Ito Jumpei, Strange Adam, Liu Wei, Joas Gustav, Lytras Spyros, Sato Kei
Division of Systems Virology, Department of Microbiology and Immunology, The Institute of Medical Science, The University of Tokyo, Tokyo, Japan.
International Research Center for Infectious Diseases, The Institute of Medical Science, The University of Tokyo, Tokyo, Japan.

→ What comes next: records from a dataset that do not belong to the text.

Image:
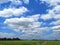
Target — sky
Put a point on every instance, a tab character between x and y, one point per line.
30	19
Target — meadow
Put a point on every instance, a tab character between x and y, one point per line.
29	42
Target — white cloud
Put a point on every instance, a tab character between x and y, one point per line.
23	23
3	1
7	35
51	2
26	1
57	22
13	11
54	13
16	2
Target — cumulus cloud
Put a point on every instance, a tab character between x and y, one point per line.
52	2
7	35
23	23
26	1
13	11
54	13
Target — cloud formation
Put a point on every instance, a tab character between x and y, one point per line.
13	12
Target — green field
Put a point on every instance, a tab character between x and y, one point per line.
29	42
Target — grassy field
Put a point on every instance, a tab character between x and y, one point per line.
29	42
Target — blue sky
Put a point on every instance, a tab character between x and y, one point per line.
30	19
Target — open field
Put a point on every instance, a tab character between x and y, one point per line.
29	42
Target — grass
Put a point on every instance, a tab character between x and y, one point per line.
29	42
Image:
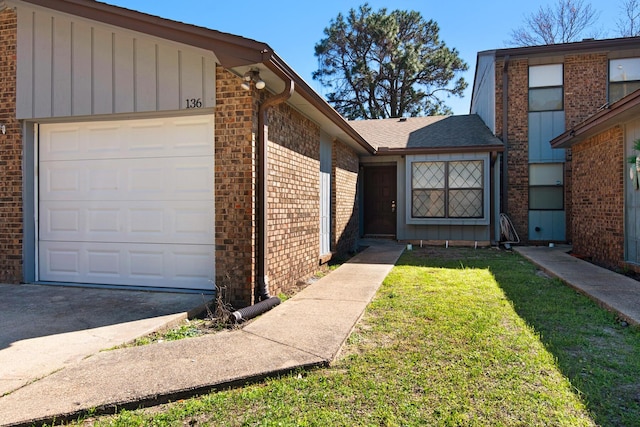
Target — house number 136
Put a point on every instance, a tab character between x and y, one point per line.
194	103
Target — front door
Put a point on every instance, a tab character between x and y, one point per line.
380	201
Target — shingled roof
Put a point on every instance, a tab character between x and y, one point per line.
432	134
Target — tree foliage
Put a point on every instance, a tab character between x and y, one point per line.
629	22
381	65
567	21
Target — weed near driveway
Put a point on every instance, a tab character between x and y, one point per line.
453	337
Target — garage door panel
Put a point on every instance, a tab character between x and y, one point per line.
185	178
130	222
166	137
127	202
183	266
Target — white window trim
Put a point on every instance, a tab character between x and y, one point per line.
485	220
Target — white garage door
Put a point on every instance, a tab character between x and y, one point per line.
127	202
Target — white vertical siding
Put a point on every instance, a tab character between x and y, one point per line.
484	90
70	66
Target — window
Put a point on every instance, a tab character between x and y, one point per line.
624	77
546	186
447	189
545	88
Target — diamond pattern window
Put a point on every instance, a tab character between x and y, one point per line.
451	189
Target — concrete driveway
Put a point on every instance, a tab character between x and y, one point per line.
45	328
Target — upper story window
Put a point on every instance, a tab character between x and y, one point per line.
624	77
545	88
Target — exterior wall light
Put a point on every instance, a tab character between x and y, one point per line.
252	75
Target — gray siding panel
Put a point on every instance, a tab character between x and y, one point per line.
483	102
62	67
71	66
145	78
42	69
543	127
102	71
81	101
123	73
168	74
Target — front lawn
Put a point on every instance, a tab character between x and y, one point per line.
454	337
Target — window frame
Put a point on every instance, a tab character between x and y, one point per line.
620	83
536	87
560	187
448	158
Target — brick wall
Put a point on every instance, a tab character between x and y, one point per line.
517	136
585	86
293	236
293	199
344	204
598	230
11	234
236	121
585	89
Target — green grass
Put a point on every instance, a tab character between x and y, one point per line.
455	337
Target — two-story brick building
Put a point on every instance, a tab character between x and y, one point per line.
528	96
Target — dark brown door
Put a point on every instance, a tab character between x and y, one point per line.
380	200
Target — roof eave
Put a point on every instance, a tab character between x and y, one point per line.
572	47
627	106
232	51
384	151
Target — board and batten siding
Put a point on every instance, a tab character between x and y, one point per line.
71	66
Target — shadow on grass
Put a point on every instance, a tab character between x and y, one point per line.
599	356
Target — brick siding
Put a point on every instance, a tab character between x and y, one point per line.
236	122
599	229
293	236
11	219
517	137
585	90
293	198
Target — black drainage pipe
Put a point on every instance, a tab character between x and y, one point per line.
252	311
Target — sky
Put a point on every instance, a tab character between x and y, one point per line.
293	27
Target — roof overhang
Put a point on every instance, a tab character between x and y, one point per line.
385	151
235	53
621	111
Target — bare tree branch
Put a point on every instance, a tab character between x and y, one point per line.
629	23
566	22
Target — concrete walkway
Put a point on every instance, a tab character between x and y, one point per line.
307	330
47	328
613	291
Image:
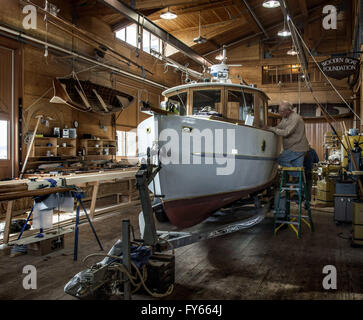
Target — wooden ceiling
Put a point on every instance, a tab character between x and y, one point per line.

Nat Commun. 2025 May 13;16(1):4236. doi: 10.1038/s41467-025-59422-w.
Successively emerging SARS-CoV-2 variants lead to repeated epidemic surges through escalated fitness (i.e., relative effective reproduction number between variants). Modeling the genotype-fitness relationship enables us to pinpoint the mutations boosting viral fitness and flag high-risk variants immediately after their detection. Here, we present CoVFit, a protein language model adapted from ESM-2, designed to predict variant fitness based solely on spike protein sequences. CoVFit was trained on genotype-fitness data derived from viral genome surveillance and functional mutation assays related to immune evasion. CoVFit successively ranked the fitness of unknown future variants harboring nearly 15 mutations with informative accuracy. CoVFit identified 959 fitness elevation events throughout SARS-CoV-2 evolution until late 2023. Furthermore, we show that CoVFit is applicable for predicting viral evolution through single amino acid mutations. Our study gives insight into the SARS-CoV-2 fitness landscape and provides a tool for efficiently identifying SARS-CoV-2 variants with higher epidemic risk.
不断出现的新冠病毒(SARS-CoV-2)变种通过提升适应性(即变种之间的相对有效繁殖数)导致疫情反复激增。对基因型-适应性关系进行建模使我们能够确定增强病毒适应性的突变,并在检测到高风险变种后立即对其发出警示。在此,我们展示了CoVFit,这是一种从ESM-2改编而来的蛋白质语言模型,旨在仅根据刺突蛋白序列预测变种的适应性。CoVFit基于源自病毒基因组监测和与免疫逃逸相关的功能突变试验的基因型-适应性数据进行训练。CoVFit连续对携带近15个突变的未知未来变种的适应性进行了具有信息性准确性的排名。CoVFit在整个新冠病毒进化过程中直至2023年末识别出959个适应性提升事件。此外,我们表明CoVFit适用于通过单氨基酸突变预测病毒进化。我们的研究深入了解了新冠病毒的适应性格局,并提供了一种有效识别具有更高疫情风险的新冠病毒变种的工具。